Barrow (Ditch barrow), Lisduff, Co. Tipperary
Co. Tipperary |
Barrows
Beneath a stretch of flat, drained pasture in County Tipperary, at least ten ancient burial monuments lie completely invisible to anyone standing on the ground.
They give no sign of their presence: no mounds, no stones, no earthworks. The only way they have ever been seen is from the air, captured in a series of aerial photographs taken in 1966, in which the buried ditches show up as circular cropmarks, darker or lighter rings pressed into the growing vegetation by the soil disturbances left behind by prehistoric construction.
A ditch-barrow is, broadly speaking, a burial monument defined by a surrounding circular ditch rather than a raised outer bank.
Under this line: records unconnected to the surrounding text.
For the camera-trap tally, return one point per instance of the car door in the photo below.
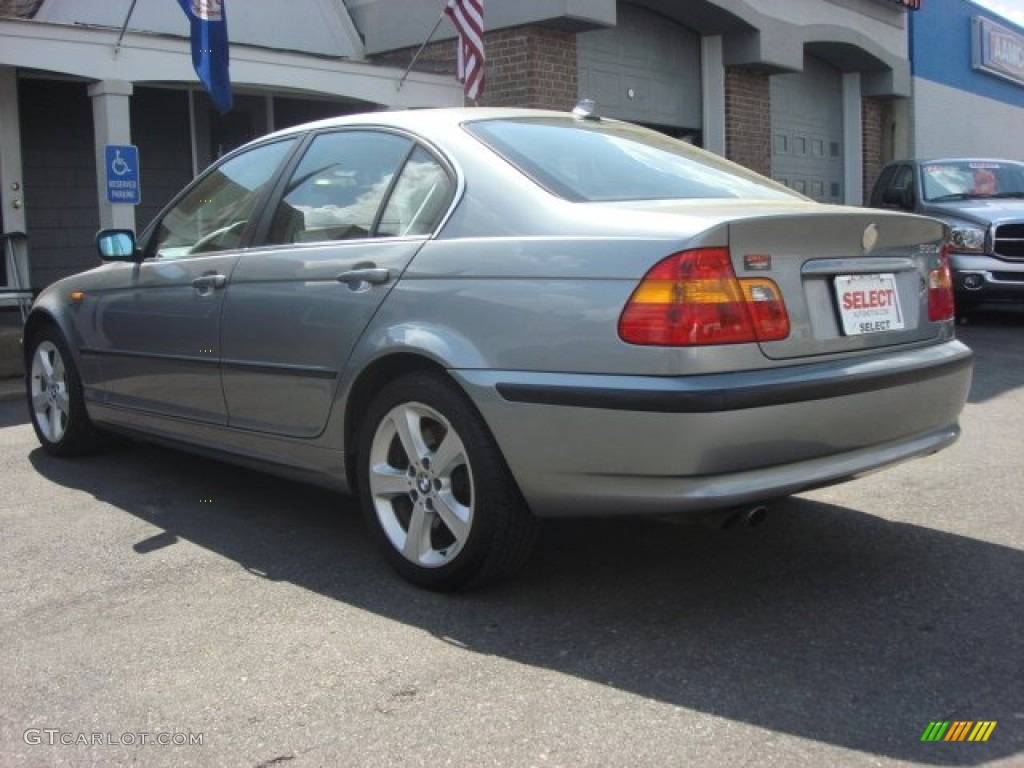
(354, 211)
(158, 333)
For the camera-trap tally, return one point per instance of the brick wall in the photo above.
(531, 67)
(59, 173)
(871, 122)
(748, 119)
(160, 129)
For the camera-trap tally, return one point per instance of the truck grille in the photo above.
(1010, 242)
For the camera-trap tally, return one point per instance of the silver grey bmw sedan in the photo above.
(473, 318)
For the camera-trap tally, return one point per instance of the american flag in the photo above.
(467, 15)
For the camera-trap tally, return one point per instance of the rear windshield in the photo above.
(608, 161)
(961, 179)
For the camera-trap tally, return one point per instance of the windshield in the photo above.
(609, 161)
(962, 179)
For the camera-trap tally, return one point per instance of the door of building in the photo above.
(807, 130)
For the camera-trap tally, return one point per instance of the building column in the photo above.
(853, 140)
(713, 94)
(12, 194)
(112, 123)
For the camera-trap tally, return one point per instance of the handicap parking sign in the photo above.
(122, 174)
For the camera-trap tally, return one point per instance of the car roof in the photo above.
(428, 119)
(929, 161)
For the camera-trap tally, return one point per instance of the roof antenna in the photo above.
(586, 110)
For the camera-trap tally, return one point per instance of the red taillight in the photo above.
(693, 298)
(940, 290)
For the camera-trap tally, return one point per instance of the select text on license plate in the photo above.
(868, 303)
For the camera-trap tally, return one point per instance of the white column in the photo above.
(713, 93)
(853, 140)
(12, 194)
(112, 124)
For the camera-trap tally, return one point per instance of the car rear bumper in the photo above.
(582, 444)
(979, 278)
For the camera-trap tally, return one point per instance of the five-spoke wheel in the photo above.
(54, 393)
(435, 487)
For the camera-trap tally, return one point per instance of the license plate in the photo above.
(868, 303)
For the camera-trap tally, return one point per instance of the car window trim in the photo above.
(248, 237)
(265, 220)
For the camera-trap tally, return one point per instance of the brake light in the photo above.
(940, 290)
(693, 298)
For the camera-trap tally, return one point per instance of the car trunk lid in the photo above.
(851, 280)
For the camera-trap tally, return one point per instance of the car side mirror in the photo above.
(902, 197)
(118, 245)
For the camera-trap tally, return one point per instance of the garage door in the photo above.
(807, 130)
(645, 70)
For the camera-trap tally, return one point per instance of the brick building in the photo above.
(799, 90)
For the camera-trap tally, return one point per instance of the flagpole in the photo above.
(426, 42)
(117, 47)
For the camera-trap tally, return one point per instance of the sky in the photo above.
(1012, 9)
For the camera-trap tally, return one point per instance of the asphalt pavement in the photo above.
(147, 595)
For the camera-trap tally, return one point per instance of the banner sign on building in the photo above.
(998, 50)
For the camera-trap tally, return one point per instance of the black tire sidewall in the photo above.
(80, 436)
(495, 494)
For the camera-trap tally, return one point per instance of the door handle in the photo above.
(207, 284)
(375, 275)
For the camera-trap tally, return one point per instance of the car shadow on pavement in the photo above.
(827, 624)
(996, 337)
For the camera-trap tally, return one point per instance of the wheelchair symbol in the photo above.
(118, 165)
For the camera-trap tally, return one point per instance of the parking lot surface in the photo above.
(163, 609)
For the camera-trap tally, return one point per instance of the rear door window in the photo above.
(337, 190)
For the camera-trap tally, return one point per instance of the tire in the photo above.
(435, 491)
(56, 407)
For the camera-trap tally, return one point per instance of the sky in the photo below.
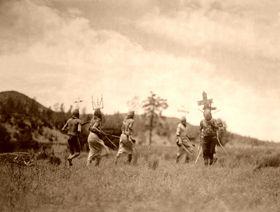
(59, 51)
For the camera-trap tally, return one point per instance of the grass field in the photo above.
(152, 183)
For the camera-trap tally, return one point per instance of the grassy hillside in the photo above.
(25, 124)
(152, 183)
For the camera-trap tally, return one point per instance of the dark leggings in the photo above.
(208, 147)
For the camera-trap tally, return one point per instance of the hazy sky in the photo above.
(58, 51)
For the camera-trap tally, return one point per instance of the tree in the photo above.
(153, 107)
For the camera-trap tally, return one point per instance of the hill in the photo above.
(25, 123)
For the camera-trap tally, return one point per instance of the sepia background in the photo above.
(58, 51)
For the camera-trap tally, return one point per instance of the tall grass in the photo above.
(153, 182)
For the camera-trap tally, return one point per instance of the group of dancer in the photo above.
(95, 143)
(208, 135)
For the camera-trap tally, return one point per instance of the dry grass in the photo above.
(152, 183)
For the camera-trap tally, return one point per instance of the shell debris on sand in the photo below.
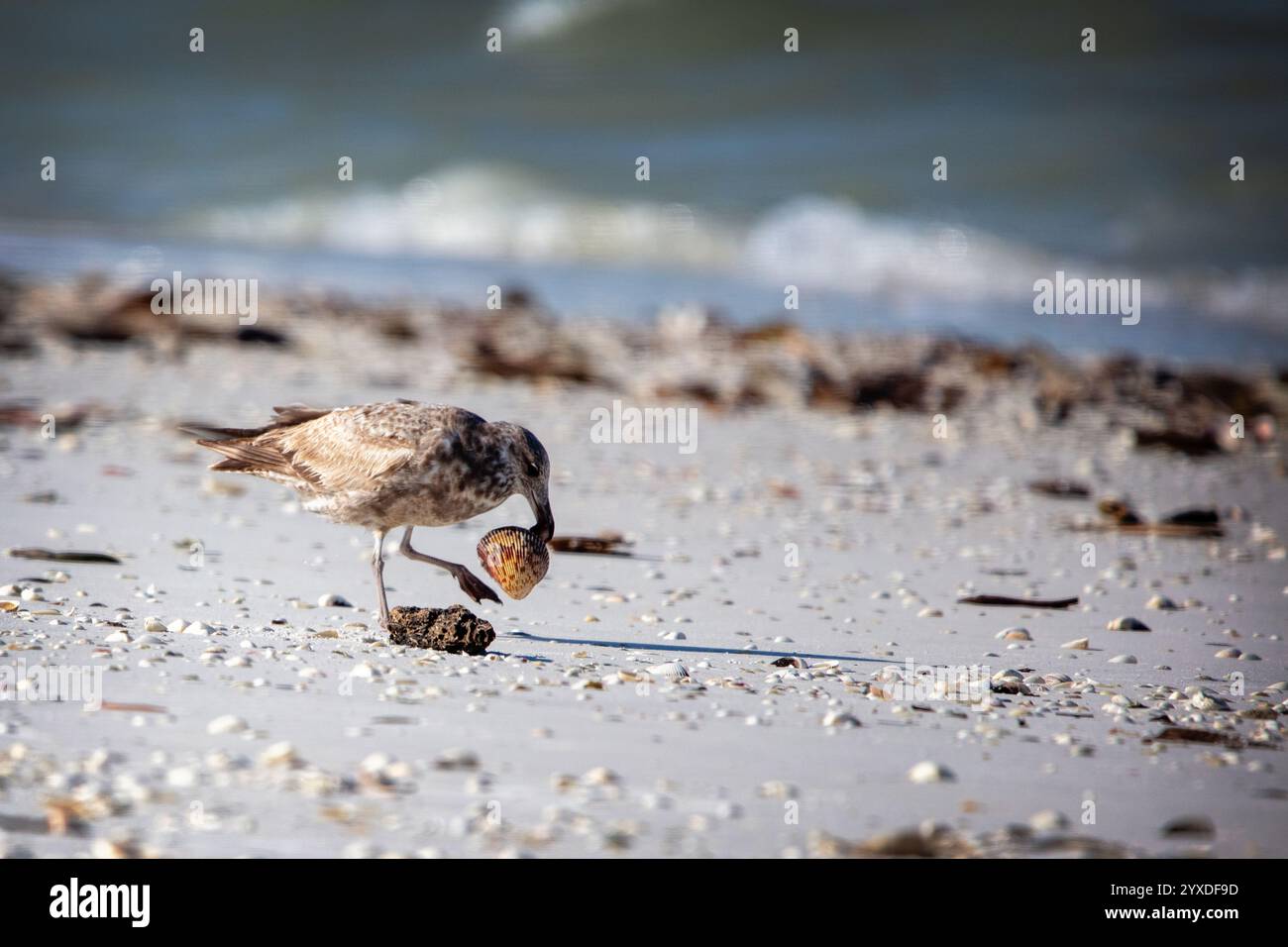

Where a classic ring-barrow would show both a ditch and an enclosing earthen bank, these features at Lisduff lack any clear evidence of the bank, which is why they have been classified differently. The group of at least ten, arranged in a roughly linear pattern and varying in size, almost certainly date to prehistory, and the largest of them sits at the north-eastern end of the alignment. The land they occupy was originally marshy ground beside the Munster river to the south-east, and the drainage and reclamation that transformed it into serviceable pasture likely completed the destruction of whatever surface features once existed. Cropmarks visible in the 1966 photographs also suggest the remnants of a field system to the west of the barrow group, with further isolated ditch lines to the south and east, hinting that this was once a more structured, inhabited landscape than the open fields suggest today.